On Nov. 16, 2017, the U.S. House of Representatives passed a tax reform bill, called the Tax Cuts and Jobs Act. Then, on Dec. 2, the U.S. Senate passed its own tax reform bill, also called the Tax Cuts and Jobs Act. These tax reform bills differ in some ways, and will need to be reconciled by both the House and Senate before moving on to President Trump to be signed into law.
These tax reform bills, drafted based on a tax reform plan that was developed in consultation with the Trump administration, are designed to make significant changes to the federal tax code. Both tax reform bills would have a substantial impact on businesses.
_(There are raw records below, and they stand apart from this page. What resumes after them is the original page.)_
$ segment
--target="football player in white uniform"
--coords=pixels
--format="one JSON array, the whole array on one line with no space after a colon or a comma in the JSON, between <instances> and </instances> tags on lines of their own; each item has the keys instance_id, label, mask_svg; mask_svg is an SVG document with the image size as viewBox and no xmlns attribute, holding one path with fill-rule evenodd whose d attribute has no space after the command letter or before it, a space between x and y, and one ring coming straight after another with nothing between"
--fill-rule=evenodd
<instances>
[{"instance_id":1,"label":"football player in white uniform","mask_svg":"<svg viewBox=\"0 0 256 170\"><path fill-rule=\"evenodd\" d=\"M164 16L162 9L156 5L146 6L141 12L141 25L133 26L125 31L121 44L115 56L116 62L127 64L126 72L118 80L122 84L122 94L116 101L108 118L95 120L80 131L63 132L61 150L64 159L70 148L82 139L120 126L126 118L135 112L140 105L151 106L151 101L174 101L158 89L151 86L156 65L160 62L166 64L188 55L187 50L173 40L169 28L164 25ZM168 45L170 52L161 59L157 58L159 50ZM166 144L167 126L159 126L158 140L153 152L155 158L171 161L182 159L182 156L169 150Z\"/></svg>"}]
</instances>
For example, they would:
- Lower the corporate tax rate—Both bills reduce the corporate tax rate to 20 percent and eliminate the corporate Alternative Minimum Tax (AMT), in an effort to make American corporations more competitive globally.
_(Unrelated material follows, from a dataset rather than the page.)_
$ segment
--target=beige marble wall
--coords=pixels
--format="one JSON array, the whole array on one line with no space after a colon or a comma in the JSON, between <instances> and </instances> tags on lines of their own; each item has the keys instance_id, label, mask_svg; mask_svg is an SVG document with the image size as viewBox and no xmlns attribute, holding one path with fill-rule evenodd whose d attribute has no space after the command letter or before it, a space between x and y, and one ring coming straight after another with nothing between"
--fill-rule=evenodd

- Create a new lower tax rate structure for small businesses—The House bill limits the maximum tax rate for small and family-owned businesses conducted as sole proprietorships, partnerships and S corporations to 25 percent. The Senate bill leaves this tax rate unchanged, but establishes a new deduction for these businesses.
- Allow “expensing” of capital investments—Both bills allow businesses to immediately write off (or “expense”) the cost of new investments for at least five years.
- Repeal or restrict many existing business deductions and credits—Because both bills substantially reduce the tax rate for all businesses, they also eliminate the existing domestic production (Section 199) deduction, and repeal or restrict numerous other special exclusions and deductions (including those for employer provided dependent care assistance programs (DCAPs), education assistance programs and adoption assistance programs). However, both bills explicitly preserve business credits related to research and development and low-income housing.
- End “offshoring” incentives—Both bills end the incentive to offshore jobs and keep foreign profits overseas by exempting them when they are repatriated to the United States. They impose a one-time, low tax rate on wealth that has already accumulated overseas so there is no tax incentive to keep the money offshore.
The Senate bill also repeals the individual mandate tax penalty imposed under the Affordable Care Act (ACA).
However, neither tax reform bill affects the following tax provisions:
- Tax treatment of employer-sponsored health plans; and
- The ACA’s Cadillac tax on high-cost employer-sponsored health coverage.